My first approach to inserting a new row of data into an existing Excel worksheet from an executing C# assembly was to use the interop assembly generated from the COM Microsoft Excel 11.0 Object Library.
I was successful in creating an application, opening a workbook, getting a reference to the worksheet and updating values in existing cells; but I failed to find a method for inserting a new row. The documentation for the automation interface is poorly organized and I may just have missed it.
My second approach was to use System.Data.Odbc. By assigning a name to the worksheet data range I knew that I could read and write data to the worksheet. The advantage of this approach is a looser coupling to the Excel document. So long as the named range and column names are unchanged, the code should continue to work.
Here are the “issues” I ran into before getting this to work:
· The connection string must include a “ReadOnly=0” clause or you’ll get an exception with a message of “Operation must use an updateable query”. E.g.
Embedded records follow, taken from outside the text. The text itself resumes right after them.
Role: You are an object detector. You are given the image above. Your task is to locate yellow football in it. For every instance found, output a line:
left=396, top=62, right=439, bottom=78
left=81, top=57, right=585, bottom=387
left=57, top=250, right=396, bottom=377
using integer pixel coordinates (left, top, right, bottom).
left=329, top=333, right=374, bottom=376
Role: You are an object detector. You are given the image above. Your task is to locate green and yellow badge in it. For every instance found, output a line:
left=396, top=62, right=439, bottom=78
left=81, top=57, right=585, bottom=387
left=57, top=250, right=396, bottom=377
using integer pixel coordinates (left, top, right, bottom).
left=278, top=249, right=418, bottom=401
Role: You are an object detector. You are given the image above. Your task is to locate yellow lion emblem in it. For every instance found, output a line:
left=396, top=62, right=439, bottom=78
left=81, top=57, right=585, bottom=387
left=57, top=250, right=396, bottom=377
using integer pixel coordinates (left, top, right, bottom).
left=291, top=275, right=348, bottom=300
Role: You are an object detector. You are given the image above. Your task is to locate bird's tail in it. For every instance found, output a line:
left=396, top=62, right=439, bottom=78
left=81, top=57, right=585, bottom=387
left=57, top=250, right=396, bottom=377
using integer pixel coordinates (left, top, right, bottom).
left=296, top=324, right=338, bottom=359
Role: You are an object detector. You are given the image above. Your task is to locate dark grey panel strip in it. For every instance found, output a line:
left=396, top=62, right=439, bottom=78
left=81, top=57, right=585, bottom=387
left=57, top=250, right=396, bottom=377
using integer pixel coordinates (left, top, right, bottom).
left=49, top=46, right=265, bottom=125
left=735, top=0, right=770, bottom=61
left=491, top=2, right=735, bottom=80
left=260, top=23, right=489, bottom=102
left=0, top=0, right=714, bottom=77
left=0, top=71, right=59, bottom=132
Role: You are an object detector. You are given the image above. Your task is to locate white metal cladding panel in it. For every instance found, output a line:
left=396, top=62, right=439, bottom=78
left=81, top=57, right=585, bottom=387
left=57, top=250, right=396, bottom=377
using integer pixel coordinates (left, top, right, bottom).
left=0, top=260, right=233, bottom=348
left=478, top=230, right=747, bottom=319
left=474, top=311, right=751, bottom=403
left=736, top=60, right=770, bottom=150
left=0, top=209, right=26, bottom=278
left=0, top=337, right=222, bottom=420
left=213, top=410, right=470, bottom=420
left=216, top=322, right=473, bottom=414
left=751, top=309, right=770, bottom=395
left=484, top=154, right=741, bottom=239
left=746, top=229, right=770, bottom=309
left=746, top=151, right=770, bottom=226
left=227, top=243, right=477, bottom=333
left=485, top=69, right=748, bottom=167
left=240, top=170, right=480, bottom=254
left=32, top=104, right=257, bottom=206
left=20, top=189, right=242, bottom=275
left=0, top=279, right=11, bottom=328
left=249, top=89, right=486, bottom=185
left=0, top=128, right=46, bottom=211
Driver={Microsoft Excel Driver (*.xls)};DBQ=c:\Tone\Notebook\Data.xls;ReadOnly=0
· The SQL query editor accessed through the Server Explorer of the Visual Studio Enterprise and Universal editions mis-parses column names such as “[Weight in pounds]”. It adds spaces before and after the braces resulting in a syntax error when you rerun the command.
· The ODBC data type of an Excel column assigned a date format becomes OdbcType.Timestamp which isn’t convertible with a System.DateTime. Instead of using Parameters, I had to resort to String.Format with a format string of {0:yyyy-MM-dd hh:MM:ss} in single quotes for the DateTime.
· I tried using the OdbcCommandBuilder to generate an Insert command for me to see how it handled the Timestamp column but couldn’t get it to generate them. Even after filling a DataSet using an OdbcDataAdapter, changing a value and calling Update, only the original Select statement appeared to be valid. By now I’m way over budget on getting this to work, so I’m leaving this mystery for the future.